Cari amici che mi onorate della vostra attenzione,
permettetemi di rivolgervi i più fervidi auguri per il nuovo anno. 
Chiediamoci insieme che cosa vorremmo augurarci. Salute, affetti, gioie, soddisfazioni... E per quanto riguarda la situazione politica?
Personalmente mi auguro - e vorrei augurarlo a voi - che sia finalmente l'anno di svolta che da tempo aspettiamo; che non ci porti l'ennesima delusione (e il conseguente ulteriore declino per il Paese).
È realistico? Direi che lo è, ma solo a una condizione: che si trovi il modo di non lasciar cadere la domanda di cambiamento che è stata espressa da una grande maggioranza di elettori il 4 dicembre. Significa però rispondere nel modo giusto a quella domanda.
Tutt'altro che facile, ma non impossibile.
Se mi concedete ancora un po' della vostra pazienza, andrei avanti su questo tema, per associare agli auguri una sorta di appello. 

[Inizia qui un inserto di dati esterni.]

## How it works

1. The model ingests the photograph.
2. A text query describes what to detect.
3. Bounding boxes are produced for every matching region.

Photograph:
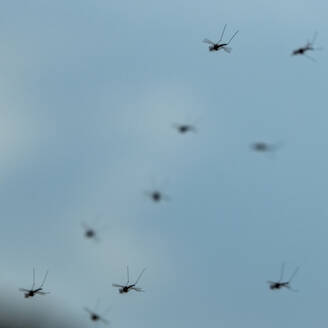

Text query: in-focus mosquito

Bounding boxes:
[268,263,299,292]
[173,123,197,134]
[113,267,146,294]
[19,268,49,298]
[84,300,110,325]
[292,32,321,61]
[203,24,239,53]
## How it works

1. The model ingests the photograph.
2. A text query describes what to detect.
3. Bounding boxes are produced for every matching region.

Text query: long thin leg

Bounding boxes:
[304,54,317,63]
[217,24,227,43]
[279,262,285,282]
[126,266,130,285]
[95,298,100,311]
[39,271,48,288]
[288,267,300,283]
[103,306,112,315]
[31,268,35,290]
[134,268,146,285]
[227,31,239,44]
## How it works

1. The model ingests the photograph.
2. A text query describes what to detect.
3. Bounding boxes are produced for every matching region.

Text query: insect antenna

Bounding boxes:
[304,54,317,63]
[279,262,285,282]
[288,267,300,283]
[227,30,239,44]
[134,268,146,285]
[126,266,130,286]
[217,24,227,43]
[31,268,35,290]
[39,271,48,288]
[310,32,318,45]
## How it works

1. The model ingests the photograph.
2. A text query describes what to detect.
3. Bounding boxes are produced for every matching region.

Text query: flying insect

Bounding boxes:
[268,263,299,292]
[19,268,49,298]
[203,24,239,53]
[112,267,146,294]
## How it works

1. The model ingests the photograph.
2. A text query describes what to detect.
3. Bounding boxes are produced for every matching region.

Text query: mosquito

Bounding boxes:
[173,123,197,134]
[81,218,108,241]
[268,263,299,292]
[113,267,146,294]
[292,32,321,61]
[19,268,49,298]
[145,189,170,203]
[203,24,239,53]
[84,300,110,325]
[251,141,282,153]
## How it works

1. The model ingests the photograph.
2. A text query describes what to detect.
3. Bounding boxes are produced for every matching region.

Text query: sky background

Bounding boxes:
[0,0,328,328]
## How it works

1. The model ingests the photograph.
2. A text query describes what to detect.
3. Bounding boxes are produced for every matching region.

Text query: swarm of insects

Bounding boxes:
[19,268,49,298]
[84,301,110,325]
[268,263,299,292]
[113,267,146,294]
[292,33,321,61]
[203,24,239,53]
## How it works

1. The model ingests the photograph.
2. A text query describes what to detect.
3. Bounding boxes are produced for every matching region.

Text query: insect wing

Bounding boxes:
[36,292,50,295]
[112,284,125,288]
[19,288,30,293]
[83,308,94,315]
[203,39,215,46]
[99,318,109,325]
[222,47,232,54]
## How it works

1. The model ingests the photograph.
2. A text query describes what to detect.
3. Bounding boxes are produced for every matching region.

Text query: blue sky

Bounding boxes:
[0,0,328,328]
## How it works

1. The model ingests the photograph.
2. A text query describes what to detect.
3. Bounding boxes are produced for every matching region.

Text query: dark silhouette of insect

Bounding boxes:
[173,123,197,134]
[292,32,321,61]
[84,300,110,325]
[268,263,299,292]
[19,268,49,298]
[113,267,146,294]
[251,141,282,153]
[145,189,170,203]
[203,24,239,53]
[81,218,108,242]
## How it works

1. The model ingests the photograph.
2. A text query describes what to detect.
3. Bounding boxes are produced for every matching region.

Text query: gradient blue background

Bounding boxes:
[0,0,328,328]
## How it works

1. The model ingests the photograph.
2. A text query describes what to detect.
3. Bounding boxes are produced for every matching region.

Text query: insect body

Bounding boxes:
[113,267,146,294]
[268,263,299,291]
[174,124,197,134]
[84,308,110,325]
[145,189,169,203]
[81,222,107,242]
[203,24,239,53]
[292,33,320,61]
[19,268,49,298]
[251,141,282,153]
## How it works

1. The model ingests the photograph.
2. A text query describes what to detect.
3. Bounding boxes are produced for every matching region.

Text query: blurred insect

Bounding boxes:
[203,24,239,53]
[173,123,197,134]
[268,263,299,292]
[292,32,321,61]
[19,268,49,298]
[113,267,146,294]
[84,300,110,325]
[251,141,282,153]
[145,189,170,203]
[81,218,108,242]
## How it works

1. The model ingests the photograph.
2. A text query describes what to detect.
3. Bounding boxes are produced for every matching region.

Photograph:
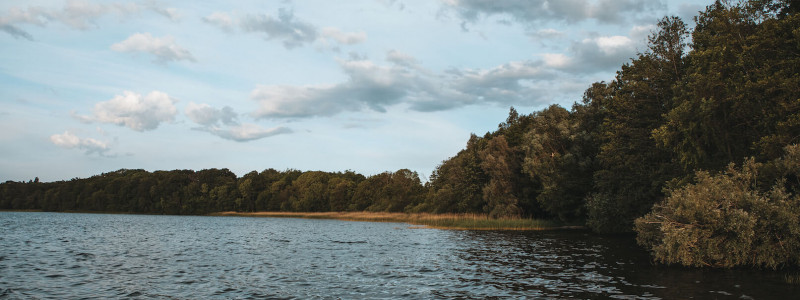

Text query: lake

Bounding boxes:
[0,212,800,299]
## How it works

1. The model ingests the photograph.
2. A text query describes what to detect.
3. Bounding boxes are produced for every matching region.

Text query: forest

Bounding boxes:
[0,0,800,268]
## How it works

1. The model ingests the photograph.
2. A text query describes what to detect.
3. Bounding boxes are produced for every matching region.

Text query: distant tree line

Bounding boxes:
[0,0,800,267]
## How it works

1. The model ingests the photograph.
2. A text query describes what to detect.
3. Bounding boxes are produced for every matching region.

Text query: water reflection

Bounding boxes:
[0,212,799,299]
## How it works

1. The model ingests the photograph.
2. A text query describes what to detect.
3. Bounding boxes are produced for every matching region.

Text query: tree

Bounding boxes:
[587,17,687,232]
[636,145,800,269]
[479,136,522,218]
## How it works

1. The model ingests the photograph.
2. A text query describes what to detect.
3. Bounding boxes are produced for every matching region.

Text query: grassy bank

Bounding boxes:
[210,211,583,230]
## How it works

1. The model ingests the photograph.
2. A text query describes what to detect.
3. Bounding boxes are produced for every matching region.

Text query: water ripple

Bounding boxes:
[0,212,800,299]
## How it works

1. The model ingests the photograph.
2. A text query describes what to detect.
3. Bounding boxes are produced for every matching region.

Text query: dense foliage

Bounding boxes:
[0,0,800,267]
[636,145,800,269]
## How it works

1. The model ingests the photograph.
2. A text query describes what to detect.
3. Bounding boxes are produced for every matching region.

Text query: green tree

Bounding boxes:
[636,145,800,269]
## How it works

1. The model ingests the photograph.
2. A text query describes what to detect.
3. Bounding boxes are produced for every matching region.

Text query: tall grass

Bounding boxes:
[211,212,580,230]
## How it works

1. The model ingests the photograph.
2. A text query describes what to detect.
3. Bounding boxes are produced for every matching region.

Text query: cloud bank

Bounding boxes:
[185,102,292,142]
[442,0,663,26]
[202,8,367,49]
[111,33,197,63]
[250,40,636,119]
[0,0,179,40]
[76,91,178,132]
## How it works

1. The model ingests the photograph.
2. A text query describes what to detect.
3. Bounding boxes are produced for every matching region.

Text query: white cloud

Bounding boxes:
[50,131,109,155]
[442,0,663,25]
[203,12,236,32]
[0,0,179,40]
[240,9,319,49]
[527,28,564,39]
[77,91,177,131]
[185,102,292,142]
[540,36,637,74]
[202,9,367,49]
[196,124,292,142]
[185,102,237,126]
[111,33,196,63]
[251,51,552,118]
[322,27,367,45]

Premessa. Quale immagine del corpo elettorale ci restituisce il referendum

Proviamo a seguire un percorso. Come primo passo, cerchiamo di ricostruire l'identità politica degli elettori del 4/12. Sulla base delle analisi dei flussi, dei sondaggi pre-voto e delle interviste post-voto un quadro plausibile della distribuzione percentuale dei 31.997.916 elettori (in Italia) è il seguente:


Se invece prendiamo a riferimento il corpo elettorale del 2013 (Camera, 35.270.926 votanti) e assumiamo come ipotesi (per semplicità) che chi non ha votato al referendum propendesse per il SI o il NO nella medesima proporzione del risultato finale, otteniamo questo prospetto:


Aggiungiamo un'ultima considerazione. In base a un rapido calcolo, gli elettori che nel voto referendario hanno seguito l'indicazione di un partito (riquadri evidenziati nella seconda tabella) sono il 54% di quanti hanno votato alle Politiche del 2013 (Camera). Cioè, poco più del 40% dell'intero corpo elettorale.

Elettori e partiti
Da questi numeri (certamente approssimati ma, come detto, plausibili), possiamo desumere che per 3 elettori su 5 quello che sta scritto nella nostra Costituzione (art. 49) a proposito del ruolo dei partiti non ha valore. Non solo quei cittadini non “si associano liberamente in partiti per concorrere con metodo democratico a determinare la politica nazionale”, ma non ne seguono neanche le indicazioni (circa 2 su 5) o scelgono di non "concorrere" affatto (circa 1 su 5).
Come è stato fatto rilevare da più parti, con il referendum gli elettori sono anche stati chiamati a esprimersi sulla risposta da dare a questo stato di cose. Chi ha preteso di relegare nella categoria dell'”antipolitica” quei 3 cittadini su 5 lontani dai partiti, e di riformare il sistema politico in modo da riservare il diritto di decidere al solo 40% che ancora li segue, è stato sonoramente bocciato. Si è ritrovato a rappresentare il 40% dei votanti che corrisponde, a conti fatti (avendo votato il 68% degli elettori), a circa 1 elettore su 4. Un po' poco. Direi che il “metodo democratico” invocato dalla Costituzione presuppone un consenso più ampio per una decisione di questa portata.

Elettori per il NO e sinistra
Chiediamoci ora, continuando a prendere per buoni quei numeri, quanti sono gli elettori che hanno votato NO, potenzialmente orientati a sinistra (intesa come valori e idealità, più che come formazioni organizzate).
Anche non volendo contare gli elettori del M5S provenienti da una sinistra da cui si sentivano traditi, abbiamo un po' meno del 5% di elettori (riferiti ai votanti alle politiche 2013) legati ai partiti della sinistra (divisi però tra loro); un 4% che si sente ancora legato al PD pur avendo scelto il NO; un 9% che non si riconosce in nessuno dei partiti esistenti ma si definisce orientato a sinistra.
La somma di queste tre cifre ha un certo peso, tanto da configurare quella che sarebbe la terza formazione politica per numero di votanti. C'è solo un particolare, che certamente non sfugge a nessuno. Che quelle cifre non possono essere sommate.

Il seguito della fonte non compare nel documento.